Train on 25000 samples, validate on 25000 samples
INFO:tensorflow:[LMS][0] Editing model for LMS
INFO:tensorflow:[LMS][0] n_tensors: all tensors
INFO:tensorflow:[LMS][0] lb: 1
Traceback (most recent call last):
  File "lstmKeras_lms.py", line 73, in <module>
    validation_data=[x_test, y_test])
  File "/root/anaconda3/lib/python3.6/site-packages/keras/engine/training.py", line 1705, in fit
    validation_steps=validation_steps)
  File "/root/anaconda3/lib/python3.6/site-packages/keras/engine/training.py", line 1153, in _fit_loop
    callbacks.set_model(callback_model)
  File "/root/anaconda3/lib/python3.6/site-packages/keras/callbacks.py", line 52, in set_model
    callback.set_model(model)
  File "/root/anaconda3/lib/python3.6/site-packages/tensorflow/contrib/lms/python/keras_callback.py", line 55, in set_model
    lmsMod.run()
  File "/root/anaconda3/lib/python3.6/site-packages/tensorflow/contrib/lms/python/lms.py", line 330, in run
    self._topo_sort.build()
  File "/root/anaconda3/lib/python3.6/site-packages/tensorflow/contrib/lms/python/topos.py", line 45, in build
    topo_sort = list(toposort.toposort(self._build_dependency_dict()))
  File "/root/anaconda3/lib/python3.6/site-packages/toposort.py", line 81, in toposort
    raise CircularDependencyError(data)
  File "/root/anaconda3/lib/python3.6/site-packages/toposort.py", line 45, in __init__
    s = 'Circular dependencies exist among these items: {{{}}}'.format(', '.join('{!r}:{!r}'.format(key, value) for key, value in sorted(data.items())))
TypeError: '<' not supported between instances of 'Operation' and 'Operation'

I also read #9, but I don't know how I solve this problem. Is it(that code) wrong? Or does LSTM not apply to LMS?

Thanks.

smatzek commented 5 years ago

The version of TFLMS in PowerAI 1.5.3 and 1.5.4 is very similar to the implementation in this repository. As shown in #9 this version of TFLMS cannot handle loops in the graph, including the loops created by RNNs and LSTMs.
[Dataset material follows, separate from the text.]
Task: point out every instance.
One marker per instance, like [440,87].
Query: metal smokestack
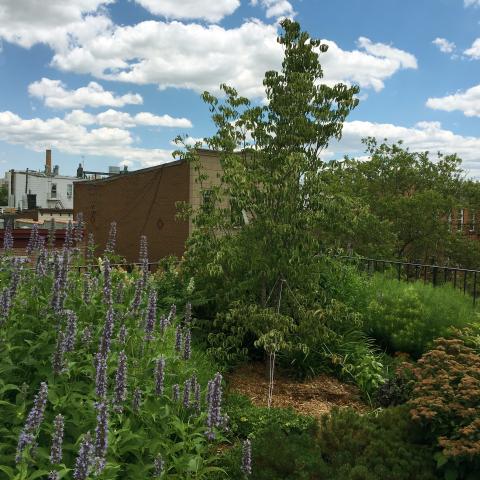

However, IBM PowerAI 1.6.0 and IBM Watson Machine Learning Community Edition 1.6.1 have a new implementation of TensorFlow Large Model Support and in Watson Machine Learning Community Edition 1.6.1 it was updated to tolerate loops: https://www.ibm.com/support/knowledgecenter/SS5SF7_1.6.1/navigation/wmlce_getstarted_tflmsv2.html "While loops TFLMS does not swap tensors for operations inside while loops. TensorFlow while loops have built in GPU-CPU memory swapping that can be enabled. If the model is using while loops it is recommended to set swap_memory=True on the while loop. See the TensorFlow documentation for more information."

In TensorFlow (and the TensorFlow backend to Keras), there is built in swapping for tensors in LSTMs and RNNs - even without TensorFlow Large Model Support.

I wrote an article about the performance characteristics of that here: https://developer.ibm.com/linuxonpower/2019/07/09/tensor-swapping-with-recurrent-neural-networks-in-tensorflow/

In your particular case I would suggest investigating that support or upgrading to IBM Watson Machine Learning 1.6.1 if you wish to use TFLMS with LSTMs.